The Steady Click of Motion
While it’s not surprising from whom the Moglass takes its cues – Fred Frith, Tangerine Dream, Loren Mazzacane Connors – this three-piece experimental/ambient group from the Ukraine adds process to the often distract approach of their predecessors. Recorded on Christmas Day, 2000, Telegraphs Poles are: is plainly packaged, just an album title and song titles in Russian. The substance inside is equally as plain, slowly gathering energy from the movements of the various instruments to gain peaks and descend back into valleys without ever climaxing. This creates a sense of impending frustration, a feeling that the album explores and exploits. The rhythmic current is comprised of digitalized sound bytes and earthy phasers layered with appropriately filtered guitar reverb, and channels Frith’s guitar/effects bag and the louder parts of Connors’ Come Night. This disc would be right at home in the Constellation Records stable, beside the airy side of Godspeed You! Black Emperor that rises between orchestral chugs, and the machination of Hanged-Up.

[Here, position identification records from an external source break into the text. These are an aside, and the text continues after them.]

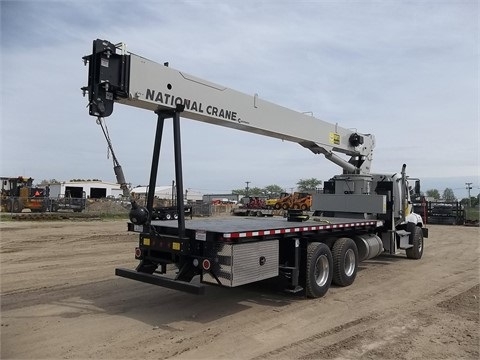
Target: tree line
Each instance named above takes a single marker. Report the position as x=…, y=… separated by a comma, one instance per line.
x=274, y=190
x=449, y=196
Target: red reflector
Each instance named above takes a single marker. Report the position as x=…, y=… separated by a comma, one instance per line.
x=206, y=264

Individual pieces are often lost to the listener, as the album slips quietly from one track to another with pauses that barely register. The opening track, “A”, whispers with a graceful ambience and hints at the digital clicks and manipulations to come. Morning ascends midway through the piece, and the sound spirals into a promising contentment. Other tracks, all in Russian characters, strike and destroy this premature settling; the second track stabs through a whistling darkness, and the fourth track echoes its bleak wonder and questioning calls from the upper register. The third and fifth tracks introduce the steady swishing call of train-like beats and the response of carefully plucked guitar notes, the first human presence on the record. The last track is largely silence, with the occasional interruption of soft, but chilling digitalia.
Pieces subtlely unfold with purpose and direction behind an abstract veil. It’s hard not to suggest Western associations of the Eastern bloc and former Communist states – the machinations, the eerie strikes of frigidity, the frozen land – but these might be projections by myself rather than receptions. While the invocation of isolation is unavoidable, might this not be the regular creak and slap of a motel vacancy sign in a Florida hurricane, or the emptiness of a Northwestern forest full of illusionary enemies? These enemies are distinctly natural, organic, with no inherent suggestions of a Soviet pall cast over a landscape already frightening to begin with.
Songs stretch out, real time melts as the repetitions become the album’s inner clock, losing us in its labyrinthine counting. At once a recording of abstraction and machination, Telegraph Poles: is barren and desolate, a cold desert where the traveler is lost, but finds some comfort in following the endless line of telegraph poles.